Pinhal Novo, 1 de Setembro de 2016
josé manuel rosendo

sábado, 29 de dezembro de 2012

Cigarrinhos de enrolar e gestores que ganham mais de um milhão de €uros por ano.

Podia começar por dizer que a tocar o final de 2012 decidi fazer as contas do ano. Não é verdade. Confesso que já não faço contas. Simplesmente não gasto. Isto é, tenho que comer, mais algumas coisas básicas, pagar água, renda de casa, luz e electricidade, e faço uns cigarrinhos de enrolar. Ponto final.
 
Mas, chegado a casa, li nos jornais o que não tive tempo de ler durante o dia. A manchete do DN tinha ficado à espera: “30 gestores tiveram ganhos anuais acima de um milhão em 2011”. O DN acrescenta, não dizendo quem é, que um desses 30 gestores recebeu 2,7 milhões de Euros em 2011. Os números parecem insuspeitos porque fazem parte de um relatório anual produzido pela CMVM (Comissão do Mercado de Valores Mobiliários). No caso são gestores executivos de empresas cotadas.
 
Leio o artigo enquanto vejo num canal de notícias os aumentos de preços agendados para entrar em vigor a partir de 1 de Janeiro.
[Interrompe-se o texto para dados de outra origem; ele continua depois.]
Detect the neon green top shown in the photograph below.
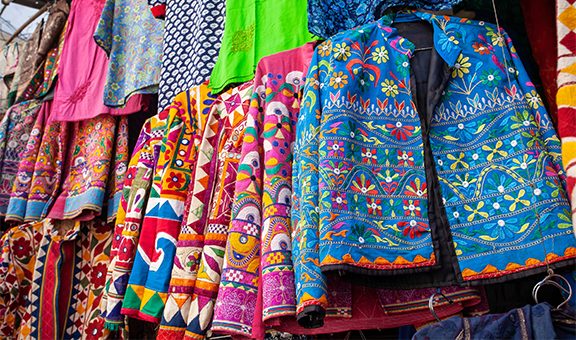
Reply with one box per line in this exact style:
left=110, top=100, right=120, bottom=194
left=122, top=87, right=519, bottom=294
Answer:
left=209, top=0, right=313, bottom=93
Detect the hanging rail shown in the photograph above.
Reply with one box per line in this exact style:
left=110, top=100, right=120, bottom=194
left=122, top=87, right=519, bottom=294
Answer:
left=6, top=2, right=51, bottom=45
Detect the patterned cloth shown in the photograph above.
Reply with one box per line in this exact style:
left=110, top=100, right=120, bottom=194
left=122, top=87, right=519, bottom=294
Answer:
left=16, top=112, right=69, bottom=222
left=158, top=82, right=253, bottom=339
left=148, top=0, right=226, bottom=110
left=556, top=0, right=576, bottom=230
left=7, top=113, right=128, bottom=222
left=308, top=0, right=462, bottom=38
left=48, top=115, right=128, bottom=220
left=212, top=43, right=314, bottom=335
left=102, top=111, right=168, bottom=330
left=50, top=0, right=146, bottom=121
left=6, top=101, right=52, bottom=222
left=0, top=100, right=42, bottom=216
left=0, top=42, right=23, bottom=113
left=292, top=12, right=576, bottom=324
left=122, top=85, right=213, bottom=322
left=159, top=86, right=220, bottom=337
left=210, top=0, right=311, bottom=93
left=0, top=221, right=48, bottom=339
left=94, top=0, right=164, bottom=107
left=22, top=221, right=112, bottom=339
left=16, top=0, right=70, bottom=102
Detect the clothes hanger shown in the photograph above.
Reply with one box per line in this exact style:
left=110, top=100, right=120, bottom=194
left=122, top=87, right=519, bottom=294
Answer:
left=532, top=268, right=572, bottom=309
left=5, top=1, right=53, bottom=45
left=428, top=288, right=454, bottom=322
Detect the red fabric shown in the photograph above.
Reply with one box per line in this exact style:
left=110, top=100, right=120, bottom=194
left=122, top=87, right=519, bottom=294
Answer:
left=58, top=242, right=75, bottom=329
left=150, top=5, right=166, bottom=19
left=274, top=286, right=480, bottom=335
left=520, top=0, right=558, bottom=122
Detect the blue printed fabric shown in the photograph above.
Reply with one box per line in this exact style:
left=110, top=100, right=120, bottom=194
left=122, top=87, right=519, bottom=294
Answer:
left=292, top=12, right=576, bottom=322
left=94, top=0, right=164, bottom=107
left=308, top=0, right=462, bottom=38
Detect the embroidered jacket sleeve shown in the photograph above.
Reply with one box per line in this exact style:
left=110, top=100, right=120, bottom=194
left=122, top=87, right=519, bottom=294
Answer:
left=502, top=31, right=564, bottom=171
left=102, top=118, right=153, bottom=330
left=135, top=88, right=199, bottom=322
left=212, top=83, right=264, bottom=336
left=122, top=103, right=180, bottom=320
left=106, top=116, right=130, bottom=223
left=158, top=87, right=222, bottom=338
left=292, top=47, right=328, bottom=327
left=6, top=101, right=51, bottom=222
left=177, top=82, right=252, bottom=338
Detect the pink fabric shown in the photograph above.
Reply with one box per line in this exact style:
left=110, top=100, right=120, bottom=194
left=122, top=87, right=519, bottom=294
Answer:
left=50, top=0, right=146, bottom=121
left=274, top=286, right=482, bottom=335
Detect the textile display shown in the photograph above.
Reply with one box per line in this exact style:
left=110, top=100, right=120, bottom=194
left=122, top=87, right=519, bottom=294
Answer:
left=212, top=43, right=314, bottom=335
left=13, top=0, right=70, bottom=101
left=148, top=0, right=226, bottom=110
left=0, top=0, right=576, bottom=340
left=556, top=0, right=576, bottom=230
left=122, top=85, right=213, bottom=322
left=292, top=12, right=576, bottom=323
left=210, top=0, right=312, bottom=93
left=94, top=0, right=164, bottom=107
left=50, top=0, right=145, bottom=121
left=158, top=82, right=253, bottom=339
left=0, top=42, right=19, bottom=113
left=0, top=100, right=42, bottom=217
left=102, top=111, right=168, bottom=330
left=308, top=0, right=462, bottom=39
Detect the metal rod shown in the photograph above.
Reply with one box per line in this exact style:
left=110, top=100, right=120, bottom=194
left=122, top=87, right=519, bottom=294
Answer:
left=6, top=3, right=50, bottom=45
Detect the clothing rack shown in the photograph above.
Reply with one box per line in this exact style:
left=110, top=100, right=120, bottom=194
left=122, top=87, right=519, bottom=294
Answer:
left=6, top=2, right=52, bottom=45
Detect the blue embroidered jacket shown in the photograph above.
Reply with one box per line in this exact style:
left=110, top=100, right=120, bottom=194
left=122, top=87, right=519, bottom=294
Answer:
left=292, top=12, right=576, bottom=325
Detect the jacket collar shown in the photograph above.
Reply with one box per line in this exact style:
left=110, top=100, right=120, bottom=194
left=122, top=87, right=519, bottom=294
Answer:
left=377, top=11, right=462, bottom=67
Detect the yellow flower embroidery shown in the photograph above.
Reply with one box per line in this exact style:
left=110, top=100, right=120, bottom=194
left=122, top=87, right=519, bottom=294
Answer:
left=504, top=189, right=530, bottom=211
left=372, top=47, right=388, bottom=64
left=452, top=54, right=472, bottom=78
left=464, top=201, right=488, bottom=222
left=526, top=90, right=542, bottom=109
left=380, top=79, right=399, bottom=97
left=482, top=140, right=508, bottom=162
left=318, top=40, right=332, bottom=57
left=332, top=43, right=350, bottom=61
left=330, top=71, right=348, bottom=90
left=446, top=152, right=470, bottom=170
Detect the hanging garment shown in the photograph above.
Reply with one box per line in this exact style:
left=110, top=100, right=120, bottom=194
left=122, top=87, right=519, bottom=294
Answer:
left=159, top=87, right=220, bottom=337
left=0, top=221, right=44, bottom=339
left=0, top=100, right=42, bottom=217
left=212, top=43, right=314, bottom=336
left=308, top=0, right=462, bottom=39
left=520, top=0, right=558, bottom=115
left=21, top=220, right=112, bottom=339
left=122, top=85, right=213, bottom=323
left=210, top=0, right=312, bottom=93
left=17, top=117, right=69, bottom=222
left=30, top=22, right=68, bottom=100
left=413, top=303, right=556, bottom=340
left=292, top=12, right=576, bottom=324
left=158, top=82, right=253, bottom=339
left=94, top=0, right=164, bottom=107
left=15, top=0, right=70, bottom=102
left=6, top=100, right=52, bottom=222
left=274, top=279, right=488, bottom=335
left=48, top=115, right=128, bottom=221
left=50, top=0, right=147, bottom=121
left=556, top=0, right=576, bottom=230
left=102, top=111, right=168, bottom=330
left=0, top=42, right=23, bottom=114
left=148, top=0, right=225, bottom=110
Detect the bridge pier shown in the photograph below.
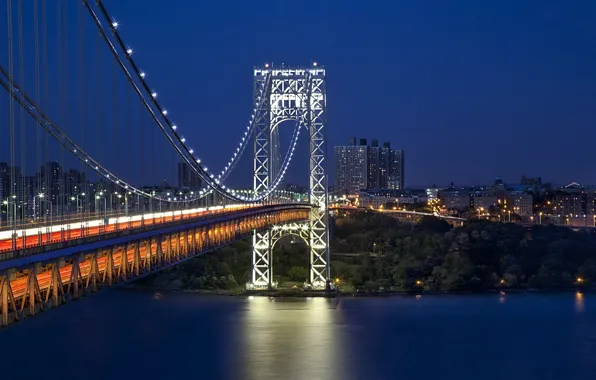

Preços de serviços prestados por empresas, algumas delas que já foram do Estado – nossas – e pergunto-me, porque o DN não diz, se alguns destes gestores não serão destas empresas que agora vão aumentar os preços; e pergunto-me ainda qual a percentagem destes aumentos – que nós vamos pagar – que vai engordar estas e outras suculentas remunerações dos ditos gestores.
 
Com estas perguntas para as quais certamente conhecerão a resposta, dou comigo a pensar naqueles doutos economistas e políticos que, sempre que falam das empresas que são do Estado quando estas apresentam contas deficitárias – em regra os mesmos tendem a ignorar os benefícios sociais que esse défice significa – fazem logo a seguir a pergunta que o povo gosta de ouvir: quem é que paga isto? “Quem é que paga isto?”, é a frase a que aqueles que estão a receber a mensagem (provavelmente desempregados, reformados, trabalhadores a salário mínimo ou nem isso…) respondem de forma automática: somos nós! Muito provavelmente acrescentarão, dirigindo-se aos que trabalham nessas empresas públicas, uns quantos palavrões cuja intensidade dependerá de quem mais tiverem ao seu redor.
 
Esta demagogia de perguntar “quem paga?” quando se fala de empresas públicas é feita com a sugestão implícita de que nas empresas privadas não são os mesmos a pagar. Pura mentira. Quem paga os lucros dos bancos? Quem paga os lucros das seguradoras, das empresas que gerem as Auto-estradas, dos hospitais e das escolas privadas? Quem paga o gás, a electricidade, a água, os cigarros? Quem paga tudo ao fim e ao cabo? Somos nós, sempre nós. Isto é, somos nós que pagámos o tal milhão de Euros que cada um daqueles 30 gestores da manchete do DN levou para casa em 2011.
 
É um bocadinho como a história de saber quem paga a televisão e rádio públicas e as televisões e as rádios privadas. Somos sempre nós, pois quem havia de ser? Mas uma coisa é pagarmos algo que é nosso – do Estado, e assim sendo temos uma palavra a dizer – outra bem diferente é pagarmos aquilo que não é nosso e em relação ao qual não temos qualquer tipo poder.